Diffusion Models for Non-autoregressive Text Generation: A Survey
Yifan Li, Kun Zhou, Wayne Xin Zhao, Ji-Rong Wen
TL;DR
This survey analyzes diffusion-model-based approaches to non-autoregressive text generation, detailing the forward and reverse processes, and distinguishing discrete-token versus continuous-embedding formulations. It surveys core design choices—denoising networks, noise schedules, objective functions, and conditioning strategies—and how PLMs are integrated either as denoisers or via latent-space diffusion, including task-specific pre-training adaptations. The paper highlights key benefits for NAR tasks, such as constrained iterative refinement and intermediate controllability, while summarizing optimization tricks (clamping, self-conditioning, semi-NAR decoding) and training techniques (importance timestep sampling). It concludes with future directions, including tailored noise schedules, better PLM integration, unified multimodal diffusion models, and alignment with human values. Overall, the work provides a structured reference for researchers to design and evaluate diffusion-based NAR text generation systems and to push toward more efficient, controllable, and multimodal capabilities.
Abstract
Non-autoregressive (NAR) text generation has attracted much attention in the field of natural language processing, which greatly reduces the inference latency but has to sacrifice the generation accuracy.

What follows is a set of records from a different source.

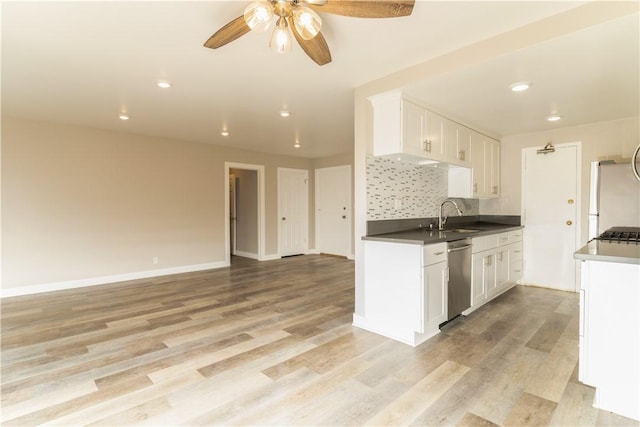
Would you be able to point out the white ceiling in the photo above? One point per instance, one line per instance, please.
(85, 62)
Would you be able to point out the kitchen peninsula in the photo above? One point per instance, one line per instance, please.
(610, 324)
(407, 274)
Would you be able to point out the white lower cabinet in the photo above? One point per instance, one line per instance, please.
(405, 295)
(610, 335)
(406, 287)
(496, 265)
(436, 280)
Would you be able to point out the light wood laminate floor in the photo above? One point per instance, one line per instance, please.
(271, 343)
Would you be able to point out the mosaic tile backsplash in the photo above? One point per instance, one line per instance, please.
(400, 190)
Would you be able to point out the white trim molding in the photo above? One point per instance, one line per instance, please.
(103, 280)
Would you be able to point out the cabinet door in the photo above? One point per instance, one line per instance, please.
(463, 150)
(492, 165)
(435, 295)
(477, 164)
(502, 269)
(433, 131)
(478, 283)
(413, 129)
(490, 278)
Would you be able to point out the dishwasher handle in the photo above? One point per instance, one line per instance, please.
(459, 248)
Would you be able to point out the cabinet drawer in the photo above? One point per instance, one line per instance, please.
(515, 252)
(432, 254)
(484, 243)
(515, 236)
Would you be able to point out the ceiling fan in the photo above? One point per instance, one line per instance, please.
(300, 17)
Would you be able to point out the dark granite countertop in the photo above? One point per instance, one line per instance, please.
(424, 236)
(618, 252)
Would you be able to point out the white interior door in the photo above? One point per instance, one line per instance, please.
(333, 210)
(293, 211)
(550, 191)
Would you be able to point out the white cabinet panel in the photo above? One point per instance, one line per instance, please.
(436, 296)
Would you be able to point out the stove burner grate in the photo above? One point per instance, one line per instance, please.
(626, 236)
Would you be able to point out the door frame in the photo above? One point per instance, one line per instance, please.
(306, 207)
(317, 184)
(578, 203)
(261, 208)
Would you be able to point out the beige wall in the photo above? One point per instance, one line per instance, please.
(81, 203)
(602, 140)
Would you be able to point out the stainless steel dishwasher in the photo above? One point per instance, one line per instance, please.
(459, 277)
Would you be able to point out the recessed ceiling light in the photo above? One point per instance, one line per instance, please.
(520, 86)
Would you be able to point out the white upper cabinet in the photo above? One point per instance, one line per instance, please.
(485, 164)
(406, 130)
(463, 147)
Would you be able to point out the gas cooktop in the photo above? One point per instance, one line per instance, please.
(621, 235)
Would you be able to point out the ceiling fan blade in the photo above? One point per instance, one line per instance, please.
(233, 30)
(316, 48)
(367, 8)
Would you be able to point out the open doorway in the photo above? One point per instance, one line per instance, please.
(244, 211)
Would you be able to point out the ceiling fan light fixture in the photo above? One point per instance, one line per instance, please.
(307, 22)
(258, 16)
(281, 38)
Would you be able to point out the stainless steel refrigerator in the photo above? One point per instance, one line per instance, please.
(614, 199)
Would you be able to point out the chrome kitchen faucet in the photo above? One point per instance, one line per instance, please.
(441, 221)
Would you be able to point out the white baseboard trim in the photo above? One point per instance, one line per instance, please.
(246, 254)
(103, 280)
(409, 337)
(270, 257)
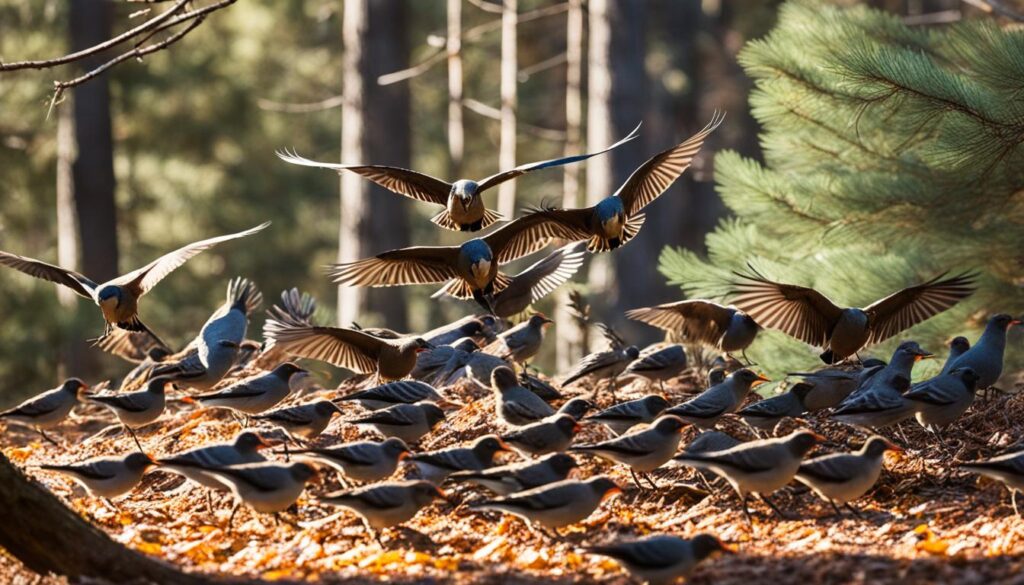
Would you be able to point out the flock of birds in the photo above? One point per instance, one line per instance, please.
(403, 377)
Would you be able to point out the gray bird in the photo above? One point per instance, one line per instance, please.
(842, 477)
(1008, 468)
(305, 421)
(520, 476)
(401, 392)
(555, 505)
(766, 414)
(662, 559)
(107, 476)
(809, 316)
(514, 404)
(707, 408)
(624, 416)
(520, 343)
(985, 357)
(435, 466)
(48, 409)
(365, 461)
(757, 466)
(643, 450)
(118, 299)
(408, 422)
(464, 207)
(255, 394)
(724, 328)
(551, 434)
(658, 364)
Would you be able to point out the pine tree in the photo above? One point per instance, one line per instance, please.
(892, 154)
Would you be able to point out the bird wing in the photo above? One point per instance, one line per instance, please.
(650, 180)
(76, 282)
(503, 176)
(403, 181)
(911, 305)
(417, 265)
(148, 276)
(800, 311)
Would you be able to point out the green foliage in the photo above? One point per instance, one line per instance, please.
(892, 154)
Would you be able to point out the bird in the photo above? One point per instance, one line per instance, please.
(471, 269)
(464, 208)
(522, 475)
(764, 415)
(385, 505)
(756, 466)
(118, 299)
(306, 420)
(552, 434)
(408, 422)
(985, 357)
(1008, 468)
(255, 394)
(365, 461)
(658, 364)
(435, 466)
(48, 409)
(707, 408)
(624, 416)
(136, 409)
(348, 348)
(643, 450)
(842, 477)
(514, 404)
(520, 343)
(107, 476)
(809, 316)
(400, 392)
(725, 328)
(617, 218)
(660, 559)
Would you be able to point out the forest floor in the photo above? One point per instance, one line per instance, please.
(925, 520)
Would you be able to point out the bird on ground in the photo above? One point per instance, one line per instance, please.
(724, 328)
(408, 422)
(1008, 468)
(385, 505)
(519, 476)
(554, 505)
(119, 298)
(757, 466)
(255, 394)
(107, 476)
(809, 316)
(842, 477)
(624, 416)
(348, 348)
(617, 218)
(464, 207)
(435, 466)
(985, 357)
(707, 408)
(643, 450)
(552, 434)
(514, 404)
(766, 414)
(137, 409)
(660, 559)
(658, 364)
(365, 461)
(520, 343)
(48, 409)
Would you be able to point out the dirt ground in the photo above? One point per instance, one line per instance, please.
(924, 523)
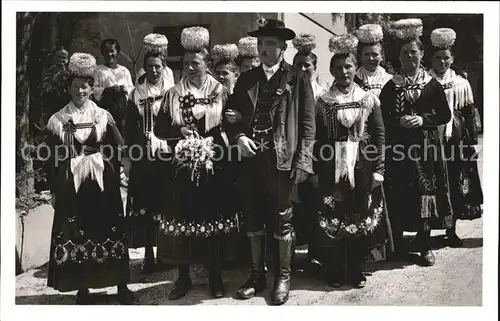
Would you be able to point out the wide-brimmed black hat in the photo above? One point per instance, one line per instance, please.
(273, 27)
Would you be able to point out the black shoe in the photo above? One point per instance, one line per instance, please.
(335, 278)
(358, 280)
(314, 267)
(428, 258)
(148, 266)
(181, 288)
(83, 297)
(125, 296)
(453, 240)
(281, 288)
(216, 285)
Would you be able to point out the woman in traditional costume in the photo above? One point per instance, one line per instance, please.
(113, 83)
(55, 84)
(373, 77)
(248, 58)
(460, 133)
(156, 42)
(349, 148)
(415, 108)
(226, 69)
(306, 60)
(143, 193)
(195, 215)
(371, 54)
(89, 247)
(248, 54)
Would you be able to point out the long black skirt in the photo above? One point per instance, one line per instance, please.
(89, 244)
(200, 220)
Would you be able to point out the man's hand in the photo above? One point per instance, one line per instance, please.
(246, 146)
(233, 116)
(186, 132)
(411, 121)
(298, 175)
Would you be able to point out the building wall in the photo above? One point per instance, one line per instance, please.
(225, 28)
(299, 24)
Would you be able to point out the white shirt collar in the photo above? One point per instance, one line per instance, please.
(270, 71)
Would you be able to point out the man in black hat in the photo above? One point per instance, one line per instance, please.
(274, 138)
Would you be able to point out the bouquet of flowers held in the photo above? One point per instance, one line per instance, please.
(195, 153)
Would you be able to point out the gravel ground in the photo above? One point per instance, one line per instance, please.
(455, 280)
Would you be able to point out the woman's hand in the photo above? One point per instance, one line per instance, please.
(186, 132)
(411, 121)
(127, 164)
(246, 146)
(233, 116)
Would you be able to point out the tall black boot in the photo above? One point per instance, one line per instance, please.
(182, 285)
(281, 287)
(428, 258)
(124, 295)
(257, 281)
(452, 238)
(285, 243)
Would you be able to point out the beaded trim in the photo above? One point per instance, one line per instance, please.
(349, 226)
(71, 252)
(203, 229)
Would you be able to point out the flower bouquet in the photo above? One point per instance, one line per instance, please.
(195, 153)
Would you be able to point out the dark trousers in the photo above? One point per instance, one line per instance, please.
(265, 195)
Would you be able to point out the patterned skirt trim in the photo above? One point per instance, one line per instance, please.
(205, 229)
(66, 251)
(349, 225)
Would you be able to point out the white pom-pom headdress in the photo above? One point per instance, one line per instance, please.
(195, 38)
(304, 42)
(407, 29)
(227, 51)
(247, 47)
(370, 34)
(343, 45)
(443, 38)
(155, 41)
(82, 64)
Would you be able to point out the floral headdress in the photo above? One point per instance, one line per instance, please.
(82, 64)
(443, 38)
(247, 47)
(304, 42)
(195, 38)
(227, 51)
(407, 29)
(155, 41)
(370, 34)
(343, 45)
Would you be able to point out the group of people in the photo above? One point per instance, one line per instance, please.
(295, 161)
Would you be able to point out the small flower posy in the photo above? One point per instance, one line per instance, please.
(195, 153)
(202, 229)
(354, 227)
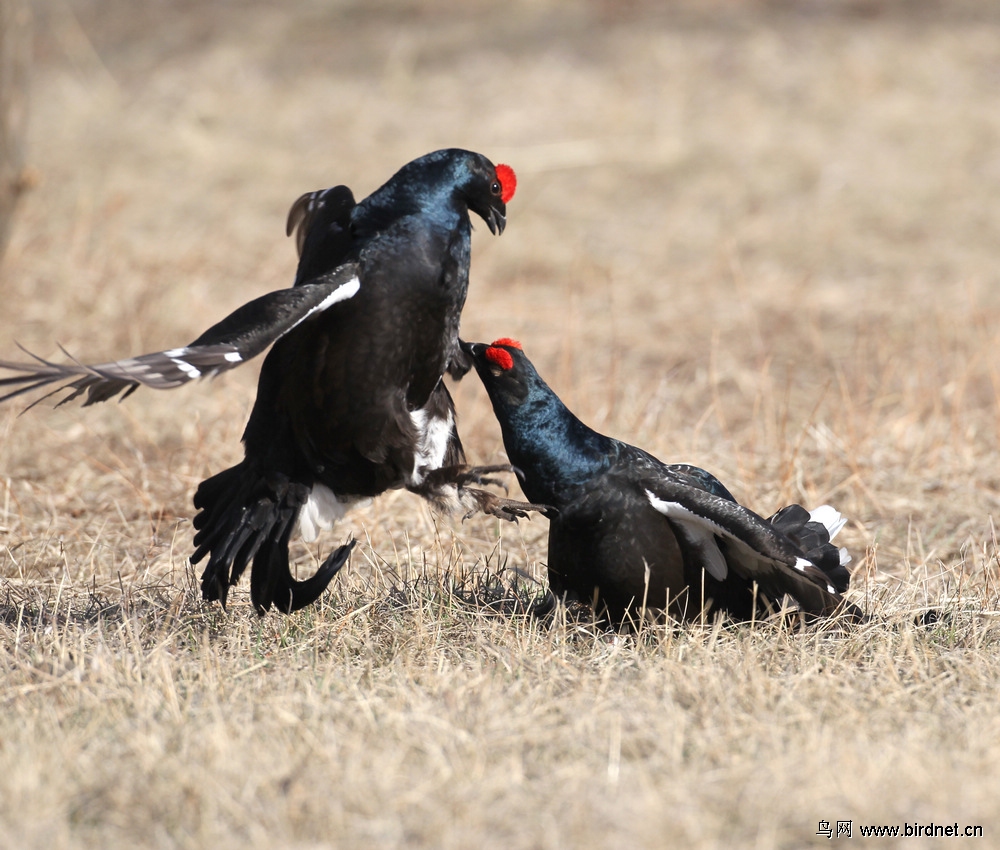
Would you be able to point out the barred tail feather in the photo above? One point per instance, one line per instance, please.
(812, 532)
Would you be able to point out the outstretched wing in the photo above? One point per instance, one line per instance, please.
(242, 335)
(726, 535)
(321, 222)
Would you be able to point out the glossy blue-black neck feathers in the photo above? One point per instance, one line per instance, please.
(554, 450)
(432, 186)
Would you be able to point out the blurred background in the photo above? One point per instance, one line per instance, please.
(759, 236)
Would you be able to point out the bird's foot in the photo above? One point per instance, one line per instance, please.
(448, 489)
(509, 509)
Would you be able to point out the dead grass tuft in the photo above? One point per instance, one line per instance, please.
(760, 237)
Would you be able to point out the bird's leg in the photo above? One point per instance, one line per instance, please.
(447, 489)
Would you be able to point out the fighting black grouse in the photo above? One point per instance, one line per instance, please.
(629, 533)
(350, 400)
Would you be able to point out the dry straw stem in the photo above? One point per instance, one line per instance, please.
(761, 237)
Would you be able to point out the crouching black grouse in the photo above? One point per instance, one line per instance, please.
(629, 533)
(350, 400)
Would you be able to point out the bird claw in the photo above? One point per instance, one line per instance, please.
(510, 510)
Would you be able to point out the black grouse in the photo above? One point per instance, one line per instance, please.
(630, 533)
(350, 400)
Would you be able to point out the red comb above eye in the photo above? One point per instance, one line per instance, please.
(508, 182)
(500, 357)
(510, 343)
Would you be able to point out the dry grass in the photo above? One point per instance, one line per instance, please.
(759, 237)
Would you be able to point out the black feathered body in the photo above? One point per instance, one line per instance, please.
(353, 403)
(629, 533)
(350, 400)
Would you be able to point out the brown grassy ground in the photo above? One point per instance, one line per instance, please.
(762, 238)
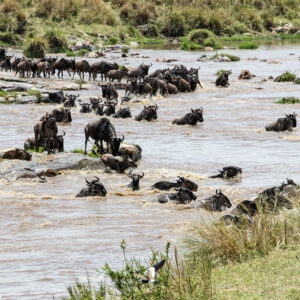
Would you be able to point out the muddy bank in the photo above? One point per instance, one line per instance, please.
(43, 164)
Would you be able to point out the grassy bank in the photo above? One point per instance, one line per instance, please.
(257, 261)
(54, 22)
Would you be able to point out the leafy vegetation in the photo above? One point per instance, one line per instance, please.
(232, 57)
(248, 45)
(286, 77)
(288, 100)
(23, 19)
(214, 253)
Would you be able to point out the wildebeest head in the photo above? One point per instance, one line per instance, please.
(222, 200)
(115, 144)
(97, 188)
(186, 183)
(135, 183)
(198, 113)
(185, 195)
(293, 118)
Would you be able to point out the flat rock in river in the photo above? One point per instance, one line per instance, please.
(40, 163)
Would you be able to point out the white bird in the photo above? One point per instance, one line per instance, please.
(150, 273)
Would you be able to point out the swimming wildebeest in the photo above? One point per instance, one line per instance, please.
(223, 79)
(123, 113)
(85, 108)
(109, 92)
(228, 172)
(196, 115)
(182, 196)
(95, 188)
(103, 130)
(117, 163)
(217, 202)
(149, 113)
(135, 183)
(180, 182)
(283, 124)
(47, 130)
(140, 72)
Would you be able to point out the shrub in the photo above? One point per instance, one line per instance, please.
(56, 42)
(174, 25)
(35, 48)
(286, 77)
(248, 45)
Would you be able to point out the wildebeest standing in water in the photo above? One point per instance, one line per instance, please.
(149, 113)
(223, 79)
(283, 124)
(196, 115)
(103, 130)
(217, 202)
(228, 172)
(47, 130)
(135, 183)
(95, 188)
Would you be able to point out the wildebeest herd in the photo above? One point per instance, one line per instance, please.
(119, 156)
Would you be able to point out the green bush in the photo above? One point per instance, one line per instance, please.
(174, 25)
(248, 45)
(35, 48)
(286, 77)
(56, 42)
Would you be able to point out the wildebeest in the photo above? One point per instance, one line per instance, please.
(103, 68)
(62, 65)
(149, 113)
(110, 108)
(95, 188)
(103, 130)
(217, 202)
(61, 115)
(223, 79)
(140, 72)
(47, 130)
(70, 100)
(57, 143)
(123, 113)
(135, 183)
(117, 163)
(109, 92)
(85, 108)
(196, 115)
(283, 124)
(134, 152)
(181, 84)
(180, 182)
(182, 196)
(116, 74)
(82, 67)
(228, 172)
(246, 207)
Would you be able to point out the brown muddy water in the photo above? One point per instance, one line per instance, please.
(49, 237)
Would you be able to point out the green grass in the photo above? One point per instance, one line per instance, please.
(288, 100)
(248, 45)
(232, 57)
(81, 151)
(286, 77)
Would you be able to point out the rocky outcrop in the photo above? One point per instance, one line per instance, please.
(47, 165)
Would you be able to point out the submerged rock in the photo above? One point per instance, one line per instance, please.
(47, 165)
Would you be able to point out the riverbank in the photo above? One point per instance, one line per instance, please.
(86, 25)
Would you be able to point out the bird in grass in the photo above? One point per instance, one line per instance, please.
(150, 273)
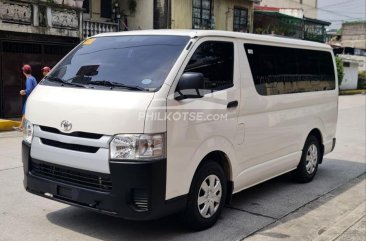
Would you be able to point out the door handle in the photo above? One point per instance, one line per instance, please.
(232, 104)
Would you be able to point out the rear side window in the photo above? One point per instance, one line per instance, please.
(280, 70)
(215, 60)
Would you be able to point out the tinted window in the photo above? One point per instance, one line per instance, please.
(279, 70)
(215, 60)
(202, 14)
(142, 61)
(240, 23)
(106, 8)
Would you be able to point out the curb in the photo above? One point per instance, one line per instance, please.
(5, 134)
(343, 224)
(7, 125)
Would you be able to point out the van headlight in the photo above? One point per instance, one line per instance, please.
(138, 146)
(27, 131)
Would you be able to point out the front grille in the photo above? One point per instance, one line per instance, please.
(140, 198)
(75, 134)
(82, 178)
(73, 147)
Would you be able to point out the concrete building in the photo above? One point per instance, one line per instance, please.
(308, 6)
(35, 32)
(354, 35)
(232, 15)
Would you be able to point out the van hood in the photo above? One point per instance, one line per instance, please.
(107, 112)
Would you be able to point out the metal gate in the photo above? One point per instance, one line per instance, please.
(13, 56)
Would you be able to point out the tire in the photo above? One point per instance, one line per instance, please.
(308, 166)
(211, 196)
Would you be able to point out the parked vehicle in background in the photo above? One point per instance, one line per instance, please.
(148, 123)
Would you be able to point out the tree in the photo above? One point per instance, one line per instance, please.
(340, 70)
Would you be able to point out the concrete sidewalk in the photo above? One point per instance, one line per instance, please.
(338, 215)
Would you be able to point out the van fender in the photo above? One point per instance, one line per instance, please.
(215, 143)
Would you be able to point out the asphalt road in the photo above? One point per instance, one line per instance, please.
(24, 216)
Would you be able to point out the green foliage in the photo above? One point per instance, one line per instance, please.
(340, 70)
(361, 80)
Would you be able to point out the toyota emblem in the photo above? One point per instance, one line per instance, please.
(66, 125)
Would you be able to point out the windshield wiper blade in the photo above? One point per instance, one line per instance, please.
(112, 85)
(63, 82)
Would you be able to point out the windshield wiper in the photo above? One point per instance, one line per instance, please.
(112, 85)
(63, 82)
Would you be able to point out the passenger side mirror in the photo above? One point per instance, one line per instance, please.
(189, 85)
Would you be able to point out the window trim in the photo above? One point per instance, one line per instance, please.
(197, 46)
(333, 84)
(247, 17)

Recently, diffusion models, a class of latent variable generative models, have been introduced into NAR text generation, showing an improved text generation quality. In this survey, we review the recent progress in diffusion models for NAR text generation. As the background, we first present the general definition of diffusion models and the text diffusion models, and then discuss their merits for NAR generation. As the core content, we further introduce two mainstream diffusion models in existing work of text diffusion, and review the key designs of the diffusion process. Moreover, we discuss the utilization of pre-trained language models (PLMs) for text diffusion models and introduce optimization techniques for text data. Finally, we discuss several promising directions and conclude this paper. Our survey aims to provide researchers with a systematic reference of related research on text diffusion models for NAR generation. We present our collection of text diffusion models at https://github.com/RUCAIBox/Awesome-Text-Diffusion-Models.